The Directorate General of GST Intelligence (DGGI) is probing a recent deal in which Raymond sold its consumer goods business to a Godrej unit, sources aware of the matter told ET. The sources cited said the GST authorities have asked Raymond Consumer Care Ltd (RCCL) to explain why GST should not be levied on the transaction amount. GCPL acquired the FMCG business, along with the Park Avenue, KS, KamaSutra and Premium trademarks, through a slump sale in April 2023. In a filing with the exchanges, Godrej Consumer Products Ltd, the acquirer, said it had paid ₹2,825 crore.
The DGGI is also understood to have sought an explanation from GCPL on the matter. The sources cited added that DGGI’s Mumbai unit also conducted an inspection on premises linked to Raymond as part of its investigation. Section 67 of the CGST empowers an official to conduct an inspection if he has reason to believe that a person concerned has suppressed information to evade tax.
In an email reply to a query sent by ET, a Raymond spokesperson said, “… please note that it was an inspection by DGGI in respect of the specified transaction and not a search. Further, we have provided suitable explanation along with documentary evidence to the effect that the sale of business to GCPL on going concern basis, does not attract GST. Given the contours of the deal and basis the independent tax expert opinion sought by both the parties, the said transaction does not attract any GST as it was a slump sale of the business on going concern basis.” GCPL did not respond to an email till the time of going to press Sunday.
The department is of the view that the deal attracts GST payable at 18%. “Certain documents have been handed over by the company and the explanation is being studied,” said a person aware of the ongoing probe.
Earlier this year, Godrej Consumer Products Ltd had signed an agreement to acquire Raymond’s Consumer Care business, which includes men’s grooming brand Park Avenue, sexual wellness brand Kamasutra and deodorant KS Spark, the diversified group announced on Thursday.

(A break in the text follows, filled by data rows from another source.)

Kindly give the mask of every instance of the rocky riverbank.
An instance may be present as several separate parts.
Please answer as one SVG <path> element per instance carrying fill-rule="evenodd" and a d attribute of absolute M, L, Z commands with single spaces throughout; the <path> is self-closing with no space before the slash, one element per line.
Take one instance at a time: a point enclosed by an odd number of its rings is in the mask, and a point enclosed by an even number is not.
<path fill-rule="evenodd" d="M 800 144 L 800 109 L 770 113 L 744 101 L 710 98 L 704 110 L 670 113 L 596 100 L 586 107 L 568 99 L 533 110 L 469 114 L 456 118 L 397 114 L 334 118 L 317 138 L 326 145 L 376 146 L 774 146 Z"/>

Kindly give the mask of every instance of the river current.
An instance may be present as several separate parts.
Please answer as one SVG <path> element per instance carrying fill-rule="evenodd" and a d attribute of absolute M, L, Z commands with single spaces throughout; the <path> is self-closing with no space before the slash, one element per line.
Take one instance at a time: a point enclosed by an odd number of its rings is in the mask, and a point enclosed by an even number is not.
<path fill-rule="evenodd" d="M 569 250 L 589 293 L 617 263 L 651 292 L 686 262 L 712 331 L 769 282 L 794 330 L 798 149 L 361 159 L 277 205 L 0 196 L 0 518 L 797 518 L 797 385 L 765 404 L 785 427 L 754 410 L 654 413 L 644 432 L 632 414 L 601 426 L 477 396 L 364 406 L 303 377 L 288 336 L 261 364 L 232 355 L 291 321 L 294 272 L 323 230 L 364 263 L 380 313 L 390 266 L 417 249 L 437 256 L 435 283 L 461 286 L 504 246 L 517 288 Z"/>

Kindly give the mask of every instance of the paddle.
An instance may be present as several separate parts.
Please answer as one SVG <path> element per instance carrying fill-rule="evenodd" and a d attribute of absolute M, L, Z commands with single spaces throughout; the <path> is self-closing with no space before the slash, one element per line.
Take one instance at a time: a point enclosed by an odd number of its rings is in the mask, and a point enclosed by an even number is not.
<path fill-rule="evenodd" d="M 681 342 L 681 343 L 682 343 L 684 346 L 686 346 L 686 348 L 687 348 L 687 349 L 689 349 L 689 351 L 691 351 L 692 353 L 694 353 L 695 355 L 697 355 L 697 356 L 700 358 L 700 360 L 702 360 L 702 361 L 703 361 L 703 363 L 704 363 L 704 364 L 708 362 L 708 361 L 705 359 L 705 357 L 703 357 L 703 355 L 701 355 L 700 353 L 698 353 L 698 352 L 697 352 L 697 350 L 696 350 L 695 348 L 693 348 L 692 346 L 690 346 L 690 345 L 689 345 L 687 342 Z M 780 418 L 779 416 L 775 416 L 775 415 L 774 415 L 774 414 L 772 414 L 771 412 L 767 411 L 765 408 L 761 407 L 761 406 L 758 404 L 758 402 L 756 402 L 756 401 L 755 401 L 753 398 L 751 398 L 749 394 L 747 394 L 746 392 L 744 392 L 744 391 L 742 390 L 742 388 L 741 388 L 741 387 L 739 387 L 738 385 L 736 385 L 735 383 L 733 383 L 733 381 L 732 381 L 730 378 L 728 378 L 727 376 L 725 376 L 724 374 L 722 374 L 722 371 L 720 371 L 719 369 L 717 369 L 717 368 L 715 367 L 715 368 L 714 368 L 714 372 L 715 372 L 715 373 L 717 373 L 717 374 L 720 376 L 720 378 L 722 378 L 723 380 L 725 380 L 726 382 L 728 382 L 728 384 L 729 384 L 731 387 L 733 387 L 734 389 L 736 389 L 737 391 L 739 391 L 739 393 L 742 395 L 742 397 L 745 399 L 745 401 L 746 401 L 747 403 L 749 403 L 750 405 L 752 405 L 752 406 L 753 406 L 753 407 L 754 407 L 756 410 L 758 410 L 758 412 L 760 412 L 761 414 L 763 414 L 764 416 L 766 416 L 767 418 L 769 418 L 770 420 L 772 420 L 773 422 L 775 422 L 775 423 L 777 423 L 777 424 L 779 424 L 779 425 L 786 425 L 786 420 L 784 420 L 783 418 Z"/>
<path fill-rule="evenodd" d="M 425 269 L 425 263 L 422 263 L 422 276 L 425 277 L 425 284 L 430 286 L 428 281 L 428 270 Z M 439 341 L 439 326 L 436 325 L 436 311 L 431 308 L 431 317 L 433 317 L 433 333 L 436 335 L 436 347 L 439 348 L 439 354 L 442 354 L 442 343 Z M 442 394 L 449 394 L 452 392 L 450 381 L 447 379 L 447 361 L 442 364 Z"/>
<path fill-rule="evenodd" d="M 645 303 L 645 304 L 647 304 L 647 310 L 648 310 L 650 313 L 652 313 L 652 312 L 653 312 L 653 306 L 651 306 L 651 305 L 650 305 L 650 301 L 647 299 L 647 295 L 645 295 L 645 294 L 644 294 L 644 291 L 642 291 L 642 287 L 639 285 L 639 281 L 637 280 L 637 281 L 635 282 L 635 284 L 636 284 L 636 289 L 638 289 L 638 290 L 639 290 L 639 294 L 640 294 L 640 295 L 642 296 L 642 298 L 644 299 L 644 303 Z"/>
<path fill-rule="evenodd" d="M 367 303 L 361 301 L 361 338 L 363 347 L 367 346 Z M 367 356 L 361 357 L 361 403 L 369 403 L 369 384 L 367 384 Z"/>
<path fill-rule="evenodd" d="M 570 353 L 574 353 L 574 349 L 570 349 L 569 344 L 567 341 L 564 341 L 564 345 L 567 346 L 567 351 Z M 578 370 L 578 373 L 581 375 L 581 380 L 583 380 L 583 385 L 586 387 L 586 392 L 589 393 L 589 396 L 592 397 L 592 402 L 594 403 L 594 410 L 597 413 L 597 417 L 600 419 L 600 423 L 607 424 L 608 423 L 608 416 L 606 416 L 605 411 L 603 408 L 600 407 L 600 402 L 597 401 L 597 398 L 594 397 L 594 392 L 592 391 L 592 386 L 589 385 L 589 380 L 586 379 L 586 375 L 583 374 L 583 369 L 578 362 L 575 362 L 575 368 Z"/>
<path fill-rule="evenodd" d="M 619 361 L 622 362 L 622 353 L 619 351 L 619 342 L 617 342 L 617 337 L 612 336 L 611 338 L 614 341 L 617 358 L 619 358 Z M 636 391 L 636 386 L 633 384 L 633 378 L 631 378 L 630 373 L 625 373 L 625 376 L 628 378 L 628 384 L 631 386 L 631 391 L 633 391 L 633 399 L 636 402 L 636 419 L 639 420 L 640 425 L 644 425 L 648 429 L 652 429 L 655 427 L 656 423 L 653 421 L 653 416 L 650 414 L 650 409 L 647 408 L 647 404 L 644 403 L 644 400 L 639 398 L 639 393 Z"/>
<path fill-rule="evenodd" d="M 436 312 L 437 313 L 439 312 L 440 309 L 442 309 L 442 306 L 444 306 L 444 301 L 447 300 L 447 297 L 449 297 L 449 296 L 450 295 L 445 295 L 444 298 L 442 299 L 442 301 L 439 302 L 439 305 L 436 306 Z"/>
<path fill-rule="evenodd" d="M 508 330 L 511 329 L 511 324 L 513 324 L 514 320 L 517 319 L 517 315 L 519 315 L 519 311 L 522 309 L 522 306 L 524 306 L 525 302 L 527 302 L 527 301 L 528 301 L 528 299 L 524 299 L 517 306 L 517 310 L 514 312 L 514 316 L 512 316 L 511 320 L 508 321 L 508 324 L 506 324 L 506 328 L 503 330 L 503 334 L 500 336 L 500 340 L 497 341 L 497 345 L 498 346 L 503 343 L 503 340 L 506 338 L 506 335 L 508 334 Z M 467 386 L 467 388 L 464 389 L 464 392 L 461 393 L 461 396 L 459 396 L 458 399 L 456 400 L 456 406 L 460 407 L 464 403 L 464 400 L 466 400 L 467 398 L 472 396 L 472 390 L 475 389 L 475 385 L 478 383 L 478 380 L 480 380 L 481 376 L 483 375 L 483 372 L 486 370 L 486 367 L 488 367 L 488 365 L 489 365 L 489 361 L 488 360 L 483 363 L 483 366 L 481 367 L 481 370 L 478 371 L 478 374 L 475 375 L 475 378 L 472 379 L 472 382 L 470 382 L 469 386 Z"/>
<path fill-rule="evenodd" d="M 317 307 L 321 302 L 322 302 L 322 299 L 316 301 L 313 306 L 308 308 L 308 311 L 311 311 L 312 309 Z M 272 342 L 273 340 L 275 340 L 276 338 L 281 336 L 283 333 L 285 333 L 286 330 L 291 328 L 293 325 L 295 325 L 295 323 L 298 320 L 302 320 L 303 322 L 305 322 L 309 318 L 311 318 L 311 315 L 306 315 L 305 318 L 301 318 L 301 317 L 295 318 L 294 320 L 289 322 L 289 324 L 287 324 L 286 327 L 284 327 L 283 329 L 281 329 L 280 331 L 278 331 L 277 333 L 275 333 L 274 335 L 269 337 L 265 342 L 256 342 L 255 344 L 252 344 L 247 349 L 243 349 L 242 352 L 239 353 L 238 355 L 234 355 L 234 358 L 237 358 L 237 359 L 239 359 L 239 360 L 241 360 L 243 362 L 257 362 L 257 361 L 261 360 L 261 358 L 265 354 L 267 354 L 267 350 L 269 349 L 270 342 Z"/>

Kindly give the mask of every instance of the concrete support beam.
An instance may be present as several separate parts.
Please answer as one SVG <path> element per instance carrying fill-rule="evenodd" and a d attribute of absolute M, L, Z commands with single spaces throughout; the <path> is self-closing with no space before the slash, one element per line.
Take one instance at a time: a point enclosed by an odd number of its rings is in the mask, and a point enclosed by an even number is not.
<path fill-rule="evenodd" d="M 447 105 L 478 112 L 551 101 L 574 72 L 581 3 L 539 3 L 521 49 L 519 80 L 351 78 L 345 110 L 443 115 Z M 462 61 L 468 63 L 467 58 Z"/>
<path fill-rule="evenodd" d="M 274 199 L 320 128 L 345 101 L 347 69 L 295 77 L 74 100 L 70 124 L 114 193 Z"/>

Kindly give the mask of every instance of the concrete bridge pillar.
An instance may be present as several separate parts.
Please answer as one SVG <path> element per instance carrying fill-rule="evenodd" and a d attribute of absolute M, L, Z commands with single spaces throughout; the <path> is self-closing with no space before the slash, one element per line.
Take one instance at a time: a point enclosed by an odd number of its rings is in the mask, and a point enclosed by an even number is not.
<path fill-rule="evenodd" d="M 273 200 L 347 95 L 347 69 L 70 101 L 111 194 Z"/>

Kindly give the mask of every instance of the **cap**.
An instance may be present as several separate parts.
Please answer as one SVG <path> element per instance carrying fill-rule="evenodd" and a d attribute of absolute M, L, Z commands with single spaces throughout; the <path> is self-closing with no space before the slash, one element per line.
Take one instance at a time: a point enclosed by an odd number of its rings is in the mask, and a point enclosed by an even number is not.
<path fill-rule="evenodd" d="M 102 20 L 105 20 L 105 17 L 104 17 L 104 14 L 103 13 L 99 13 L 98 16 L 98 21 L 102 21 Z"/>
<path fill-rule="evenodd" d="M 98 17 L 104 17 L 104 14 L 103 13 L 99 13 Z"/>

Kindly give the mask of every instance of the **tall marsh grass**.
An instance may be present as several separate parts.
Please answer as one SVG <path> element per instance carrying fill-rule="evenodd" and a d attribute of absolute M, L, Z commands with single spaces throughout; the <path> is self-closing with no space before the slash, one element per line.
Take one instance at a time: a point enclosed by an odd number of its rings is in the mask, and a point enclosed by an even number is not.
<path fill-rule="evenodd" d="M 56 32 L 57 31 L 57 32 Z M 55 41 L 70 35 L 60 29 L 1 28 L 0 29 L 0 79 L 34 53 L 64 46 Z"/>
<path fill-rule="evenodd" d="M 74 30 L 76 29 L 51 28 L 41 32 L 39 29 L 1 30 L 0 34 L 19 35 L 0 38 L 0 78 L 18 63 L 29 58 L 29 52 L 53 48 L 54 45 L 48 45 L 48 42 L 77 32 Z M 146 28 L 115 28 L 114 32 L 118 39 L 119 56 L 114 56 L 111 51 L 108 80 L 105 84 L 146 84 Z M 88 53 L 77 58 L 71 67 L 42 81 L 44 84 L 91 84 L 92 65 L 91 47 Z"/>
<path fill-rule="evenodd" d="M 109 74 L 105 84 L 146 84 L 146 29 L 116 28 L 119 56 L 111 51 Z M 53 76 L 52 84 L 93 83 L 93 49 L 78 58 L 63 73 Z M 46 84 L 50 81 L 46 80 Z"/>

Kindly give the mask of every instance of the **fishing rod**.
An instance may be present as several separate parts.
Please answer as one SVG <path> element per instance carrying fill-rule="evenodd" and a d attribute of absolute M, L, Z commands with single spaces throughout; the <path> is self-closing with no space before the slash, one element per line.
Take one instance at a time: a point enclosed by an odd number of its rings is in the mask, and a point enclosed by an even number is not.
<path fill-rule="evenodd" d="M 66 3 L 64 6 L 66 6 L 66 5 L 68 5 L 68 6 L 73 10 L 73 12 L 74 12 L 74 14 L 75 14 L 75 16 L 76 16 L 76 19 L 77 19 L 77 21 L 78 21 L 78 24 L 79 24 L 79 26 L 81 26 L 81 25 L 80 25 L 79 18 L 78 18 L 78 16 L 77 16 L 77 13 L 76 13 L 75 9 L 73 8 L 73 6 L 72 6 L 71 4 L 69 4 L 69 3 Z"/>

ET was the first to report in its April 27 edition that GCPL was in advanced talks to acquire Raymond’s consumer care business.
Raymond Group operates in the FMCG industry through its associate company Raymond Consumer Care Limited (RCCL), under which the personal care, sexual wellness and home care were integrated in FY19-20. The integration brought about business synergies, operational efficiencies, and channel distribution strengths with premium brands like Park Avenue, KamaSutra, KS and Premium.
Raymond’s Consumer Care business reported sales of Rs 522 crore in financial year 2022. With sales of Rs 522 crore in FY 21-22, Raymond is one of the top five players in the men’s deodorants category, third largest in branded condom segment, but is a fringe player in mainstream soaps and shampoo market.